Non avrebbero pagato le grandi imprese – già assoggettate al regolamento europeo per le emissioni – ma solo i consumatori. Ci sarebbero stati dunque soltanto rincari, all’inizio molto modesti, su benzina, gas, gasolio.
La carbon tax francese fu poi ritirata perchè, disse la Corte Costituzionale, così come era congegnata avrebbe semplicemente colpito i consumatori. Sarebbe stata inefficace e ingiusta.
Ebbene, dicevo, quando sembrava che la carbon tax francese dovesse entrare in vigore Le Monde Diplomatique scrisse che la tassa avrebbe incentivato le imprese a comportamenti ecologicamente virtuosi solo se l’ammontare fosse stato pari, non ai 17 euro previsti: ma ad almeno 32 euro per ogni tonnellata di anidride carbonica immessa nell’atmosfera.
Se fosse stata così modesta, sarebbe stata comodamente e semplicemente scaricata sui consumatori. E non solo. Dal momento che non colpiva la produzione di energia elettrica, avrebbe invogliato la gente a consumare più elettricità e meno gasolio e benzina. Riscaldamento elettrico, auto elettriche eccetera. E in Francia la stragrande maggioranza dell’energia elettrica deriva da centrali nucleari. L’Italia, almeno a sentire i proclami governativi, sembra doversi avviare sulla stessa strada.

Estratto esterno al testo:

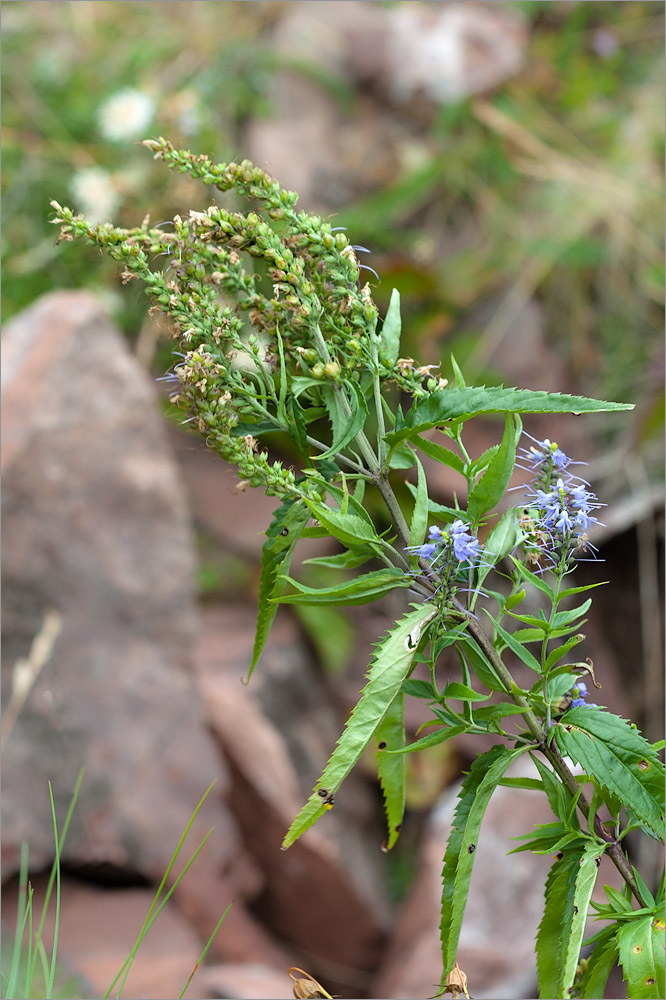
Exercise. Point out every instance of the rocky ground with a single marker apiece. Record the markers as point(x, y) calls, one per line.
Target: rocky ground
point(113, 662)
point(142, 686)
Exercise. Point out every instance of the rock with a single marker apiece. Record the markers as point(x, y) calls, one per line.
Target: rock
point(98, 929)
point(503, 912)
point(99, 566)
point(449, 51)
point(324, 895)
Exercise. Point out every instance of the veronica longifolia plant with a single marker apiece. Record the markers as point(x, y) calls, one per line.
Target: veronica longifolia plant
point(278, 332)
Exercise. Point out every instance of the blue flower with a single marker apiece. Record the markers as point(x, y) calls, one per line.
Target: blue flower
point(465, 547)
point(454, 546)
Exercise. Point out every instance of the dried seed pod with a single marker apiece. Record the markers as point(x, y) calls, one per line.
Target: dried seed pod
point(306, 986)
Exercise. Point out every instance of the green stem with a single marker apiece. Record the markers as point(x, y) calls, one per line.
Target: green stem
point(381, 427)
point(550, 752)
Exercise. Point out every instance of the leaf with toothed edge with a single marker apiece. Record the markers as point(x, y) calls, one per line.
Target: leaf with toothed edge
point(390, 665)
point(391, 768)
point(484, 775)
point(285, 529)
point(462, 403)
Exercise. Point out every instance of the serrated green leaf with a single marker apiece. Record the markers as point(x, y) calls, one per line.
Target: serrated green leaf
point(579, 590)
point(417, 528)
point(392, 768)
point(619, 758)
point(361, 590)
point(474, 795)
point(458, 375)
point(434, 738)
point(418, 689)
point(480, 664)
point(461, 692)
point(572, 938)
point(641, 947)
point(560, 651)
point(523, 654)
point(460, 404)
point(530, 784)
point(490, 488)
point(298, 428)
point(345, 430)
point(402, 457)
point(391, 329)
point(285, 529)
point(599, 965)
point(350, 529)
point(566, 617)
point(349, 559)
point(555, 924)
point(390, 665)
point(536, 581)
point(440, 454)
point(554, 789)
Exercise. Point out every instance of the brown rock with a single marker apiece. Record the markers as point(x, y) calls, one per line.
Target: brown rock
point(98, 929)
point(324, 894)
point(246, 982)
point(503, 911)
point(98, 571)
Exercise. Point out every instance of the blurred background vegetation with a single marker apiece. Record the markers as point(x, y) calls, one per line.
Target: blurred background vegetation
point(550, 186)
point(542, 191)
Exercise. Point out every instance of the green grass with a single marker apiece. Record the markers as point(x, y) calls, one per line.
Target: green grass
point(34, 970)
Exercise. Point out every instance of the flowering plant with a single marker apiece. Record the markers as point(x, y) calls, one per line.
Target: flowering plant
point(294, 344)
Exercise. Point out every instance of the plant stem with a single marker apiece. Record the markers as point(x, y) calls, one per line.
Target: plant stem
point(550, 752)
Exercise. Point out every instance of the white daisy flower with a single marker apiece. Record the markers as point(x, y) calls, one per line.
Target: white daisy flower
point(94, 193)
point(126, 115)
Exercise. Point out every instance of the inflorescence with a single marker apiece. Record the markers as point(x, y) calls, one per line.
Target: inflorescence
point(559, 510)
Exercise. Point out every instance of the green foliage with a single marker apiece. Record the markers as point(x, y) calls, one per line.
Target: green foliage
point(360, 590)
point(568, 896)
point(641, 948)
point(391, 766)
point(484, 776)
point(620, 759)
point(390, 664)
point(315, 369)
point(462, 404)
point(288, 522)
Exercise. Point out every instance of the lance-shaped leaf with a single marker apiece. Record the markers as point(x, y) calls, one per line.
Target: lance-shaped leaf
point(285, 529)
point(345, 430)
point(619, 758)
point(572, 934)
point(641, 943)
point(462, 403)
point(391, 328)
point(390, 665)
point(599, 965)
point(490, 488)
point(482, 780)
point(360, 590)
point(521, 652)
point(555, 924)
point(350, 529)
point(391, 767)
point(417, 528)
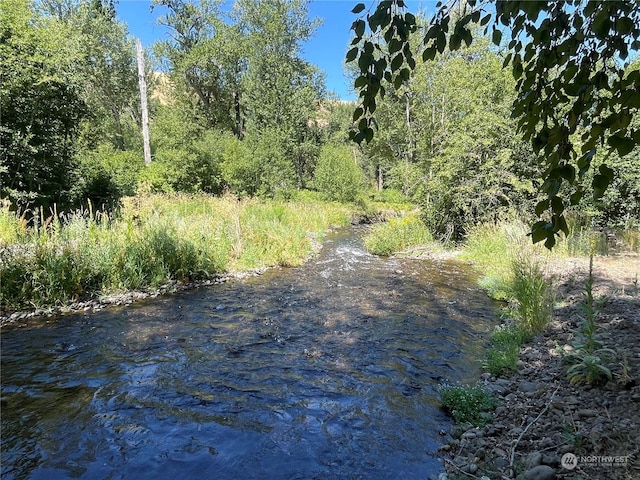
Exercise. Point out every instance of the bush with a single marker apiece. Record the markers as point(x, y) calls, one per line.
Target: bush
point(467, 404)
point(338, 176)
point(502, 355)
point(396, 235)
point(106, 175)
point(531, 291)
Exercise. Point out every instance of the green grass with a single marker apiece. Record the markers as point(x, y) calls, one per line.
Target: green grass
point(153, 241)
point(396, 235)
point(504, 351)
point(467, 403)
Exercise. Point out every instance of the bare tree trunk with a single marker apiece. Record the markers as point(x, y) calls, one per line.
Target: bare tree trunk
point(143, 103)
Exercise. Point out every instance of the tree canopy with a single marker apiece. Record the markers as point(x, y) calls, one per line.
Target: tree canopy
point(575, 93)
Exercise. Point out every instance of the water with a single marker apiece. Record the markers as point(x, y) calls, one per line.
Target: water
point(325, 371)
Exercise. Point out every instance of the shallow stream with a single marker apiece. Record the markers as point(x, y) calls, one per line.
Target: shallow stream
point(325, 371)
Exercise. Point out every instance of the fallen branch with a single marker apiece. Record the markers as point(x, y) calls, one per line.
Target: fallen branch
point(513, 449)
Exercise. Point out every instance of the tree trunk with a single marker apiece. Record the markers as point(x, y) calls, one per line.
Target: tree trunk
point(143, 104)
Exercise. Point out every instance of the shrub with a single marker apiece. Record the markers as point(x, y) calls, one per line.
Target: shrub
point(397, 235)
point(467, 404)
point(502, 355)
point(338, 175)
point(531, 291)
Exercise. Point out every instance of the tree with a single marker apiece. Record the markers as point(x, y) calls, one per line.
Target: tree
point(282, 90)
point(575, 96)
point(203, 60)
point(41, 105)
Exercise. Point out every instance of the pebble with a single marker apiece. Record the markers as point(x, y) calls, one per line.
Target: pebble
point(533, 459)
point(540, 472)
point(587, 412)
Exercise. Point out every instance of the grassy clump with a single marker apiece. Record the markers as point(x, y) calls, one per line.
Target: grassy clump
point(153, 241)
point(396, 235)
point(530, 292)
point(467, 403)
point(502, 355)
point(513, 272)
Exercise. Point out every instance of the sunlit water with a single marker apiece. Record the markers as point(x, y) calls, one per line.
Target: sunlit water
point(325, 371)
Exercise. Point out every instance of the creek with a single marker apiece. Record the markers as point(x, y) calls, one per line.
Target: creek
point(325, 371)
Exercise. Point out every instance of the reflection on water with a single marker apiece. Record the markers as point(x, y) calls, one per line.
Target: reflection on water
point(325, 371)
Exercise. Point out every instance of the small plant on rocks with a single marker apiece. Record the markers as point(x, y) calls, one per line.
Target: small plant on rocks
point(467, 403)
point(587, 364)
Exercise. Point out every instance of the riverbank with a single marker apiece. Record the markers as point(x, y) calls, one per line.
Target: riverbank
point(152, 245)
point(541, 418)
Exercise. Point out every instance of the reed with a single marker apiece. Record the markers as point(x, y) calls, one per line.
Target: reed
point(153, 241)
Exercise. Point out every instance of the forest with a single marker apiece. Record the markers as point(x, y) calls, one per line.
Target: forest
point(462, 163)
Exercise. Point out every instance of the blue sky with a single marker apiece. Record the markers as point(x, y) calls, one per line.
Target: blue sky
point(325, 50)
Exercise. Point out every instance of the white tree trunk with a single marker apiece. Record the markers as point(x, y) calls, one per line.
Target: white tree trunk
point(143, 103)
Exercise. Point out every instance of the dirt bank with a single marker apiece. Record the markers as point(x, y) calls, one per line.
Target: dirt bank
point(546, 428)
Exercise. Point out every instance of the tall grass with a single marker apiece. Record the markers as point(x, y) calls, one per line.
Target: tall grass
point(513, 271)
point(153, 241)
point(396, 235)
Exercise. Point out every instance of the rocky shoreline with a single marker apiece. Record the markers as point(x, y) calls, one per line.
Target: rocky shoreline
point(545, 428)
point(126, 298)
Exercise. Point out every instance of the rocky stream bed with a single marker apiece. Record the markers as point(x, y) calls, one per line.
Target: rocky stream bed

In ogni caso l’energia elettrica, se non è di origine nucleare, deriva perlopiù da combustibili fossili.
L’eventuale carbon tax europea è solo agli albori. L’annuncio è dato da Climate Policy News, il bollettino del Centro euro-mediterraneo per i cambiamenti climatici. Scrive che il commissario Å emeta sta studiando la proposta: è probabile che la sottoponga alla Commissione Europea fra un mese circa e che la formalizzi a maggio.
Restano la domanda di prima. Riusciranno a tassare anche la produzione di energia elettrica da combustibili fossili, e non solo il consumo di benzina? Riusciranno ad imporre una carbon tax sufficientemente alta da convincere le imprese ad orientarsi verso le energie rinnovabili? Come dicevano gli antichi: estote parati…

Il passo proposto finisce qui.